Statement of the Kunstmuseum Bern, in agreement with the relevant German authorities, on the restitution of artworks from the Gurlitt Art Collection
By signing the agreement, the Kunstmuseum Bern relinquished any entitlement to pictures suspected of being looted art as early as November 24, 2014. This is also true for the picture Seated Woman by Henri Matisse. Since then, the BKM (the German Federal Government Commissioner for Culture and the Media), in agreement with the KMB, is endeavoring to obtain the necessary evidence of the claimant’s entitlement to restitutions from the attorneys representing the Rosenberg family. What has been submitted to date falls short of the requirements—just as in the cases of the two other restitutions that have been assented to. The necessary documents for proving entitlement to inherit of individual members of the respective community of heirs have been requested several times, accompanied by necessary explanations both in writing and orally. Mr. Marinello, the legal representative of the Rosenberg heirs, sent documents proving entitlement to inherit to the BKM with a letter dated January 23, 2015, and on February 14, 2015, agreed to send the missing documents and evidence at a later date.

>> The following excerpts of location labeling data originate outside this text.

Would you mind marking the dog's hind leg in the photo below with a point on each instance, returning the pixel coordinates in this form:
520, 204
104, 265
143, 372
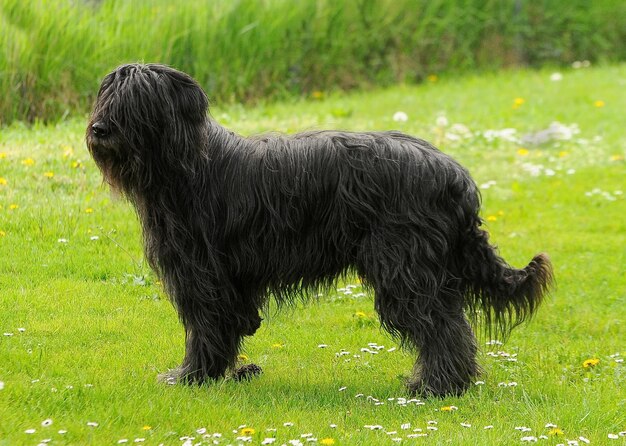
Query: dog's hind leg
419, 304
213, 340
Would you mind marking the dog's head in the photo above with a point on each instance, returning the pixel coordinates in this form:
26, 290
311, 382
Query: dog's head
145, 118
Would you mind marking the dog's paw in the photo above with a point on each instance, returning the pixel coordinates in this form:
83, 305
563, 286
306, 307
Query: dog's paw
246, 372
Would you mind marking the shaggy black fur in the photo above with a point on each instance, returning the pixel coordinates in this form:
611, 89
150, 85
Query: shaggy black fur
228, 221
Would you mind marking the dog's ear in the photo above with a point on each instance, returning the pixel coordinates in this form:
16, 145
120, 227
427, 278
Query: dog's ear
189, 101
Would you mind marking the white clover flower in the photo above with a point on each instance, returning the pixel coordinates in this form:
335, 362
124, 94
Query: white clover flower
400, 116
442, 121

In addition, now that Mrs. Uta Werner is contesting the will, restitution can only be arranged in agreement with the executor appointed by the probate court in Munich, who must consider the interests of all the possible heirs (legal heirs and the KMB). And, as long as the curatorship of the estate lasts, will probably also obtain the required approval of the probate court. To the best of our knowledge, the BKM is currently settling a restitution agreement with the executor on both the Matisse and the Liebermann paintings—of which the claimants have been informed. This will require additional time. For these two reasons no restitution has been possible as yet.